Goliath Proving Tired: GPT is not ready yet.
A Tale of Three Chat-GPT Models in the Context of UX Research
As we tread upon the uncharted territory of a post-AI UX, assessing the accuracy and practicality of the available versions of Chat-GPT — Legacy GPT 3.5 (free), Turbo GPT 3.5, and GPT 4 (subscription-based) — becomes imperative.
To this account, I asked each to analyze interview data from a school project, identify patterns and potential bias in the questions, provide two different personas, and explain its rationale, as you can read in more detail here.
The sample is too short to be statistically significant and is biased in its methodology, but the data is used for educational purposes. We do this exercise with students of the UX Fundamentals program at Kingsborough Community College (CUNY) in the Affinity Mapping & Persona class to identify how implicit bias can derail a project.
Findings
The free Chat-GPT version (Legacy GPT 3.5, soon to be deprecated) struggled with nuances, generating overgeneralized labels and broad personas that were unsuitable for practical use. It also failed to justify the exclusion of an interview and identify biases in the questions.
Turbo GPT 3.5, on the other hand, showcased better adherence to prompts and more accurate pattern analysis. Although the personas it generated were more precise, they still required refinement for practical use. While it could explain the dismissal of a user interview, it did not address biases in the questions.
GPT 4, available to Plus users, stood out with the most detailed pattern analysis and the generation of usable personas. However, it fell short of explaining the exclusion of an interview. Notably, GPT 4 identified biases in the questions and offered guidance for improvement.
Implications in the UX Research Landscape
The study’s findings hold critical implications for using Chat-GPT in the context of UX research:
- While the free version, Legacy GPT 3.5, could be a starting point for exploring user data, it is ill-equipped for in-depth analysis.

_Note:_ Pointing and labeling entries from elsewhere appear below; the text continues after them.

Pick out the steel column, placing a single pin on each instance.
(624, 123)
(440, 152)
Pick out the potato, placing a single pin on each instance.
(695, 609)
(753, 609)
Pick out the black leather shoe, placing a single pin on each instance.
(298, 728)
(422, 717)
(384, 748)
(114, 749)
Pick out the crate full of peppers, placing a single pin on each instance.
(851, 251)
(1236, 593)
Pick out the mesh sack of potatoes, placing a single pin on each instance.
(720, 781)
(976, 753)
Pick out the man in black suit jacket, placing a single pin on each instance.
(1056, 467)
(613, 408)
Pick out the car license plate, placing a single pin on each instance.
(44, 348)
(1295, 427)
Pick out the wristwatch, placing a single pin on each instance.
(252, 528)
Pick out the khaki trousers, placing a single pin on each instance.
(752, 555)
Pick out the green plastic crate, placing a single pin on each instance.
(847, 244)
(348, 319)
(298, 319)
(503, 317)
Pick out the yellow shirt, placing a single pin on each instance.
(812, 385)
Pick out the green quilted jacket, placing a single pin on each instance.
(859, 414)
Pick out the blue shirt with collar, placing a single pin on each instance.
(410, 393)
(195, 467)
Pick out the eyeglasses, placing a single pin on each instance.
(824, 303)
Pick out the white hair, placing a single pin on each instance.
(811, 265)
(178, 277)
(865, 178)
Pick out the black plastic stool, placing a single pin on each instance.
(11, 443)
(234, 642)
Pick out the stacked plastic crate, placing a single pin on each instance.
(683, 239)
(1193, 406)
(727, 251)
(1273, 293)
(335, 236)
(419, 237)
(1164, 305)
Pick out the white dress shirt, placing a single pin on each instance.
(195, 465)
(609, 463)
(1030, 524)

- Turbo GPT 3.5 (subscription-based) presents a step up, offering better outputs but requiring human refinement.
- GPT 4 (subscription-based, currently limited to 25 messages every 3 hours) emerges as the most promising option, providing detailed analyses and practical personas. Nevertheless, its inability to address certain aspects, such as explaining the exclusion of an interview, highlights the need for human-led analysis.
GPT-4, the latest iteration of Chat-GPT, has undoubtedly advanced the capabilities of AI language models in user research analysis. However, its limitations serve as a stark reminder that UX Designers and Researchers must not rely solely on this tool.
Balancing AI-generated insights and traditional human-led analysis techniques is essential as we stand at the precipice of AI integration in UX research. Only then can we harness the true potential of AI while ensuring accurate, nuanced, and actionable insights for the betterment of user experience.
Embrace the future of UX, but do so with a discerning eye and a human touch.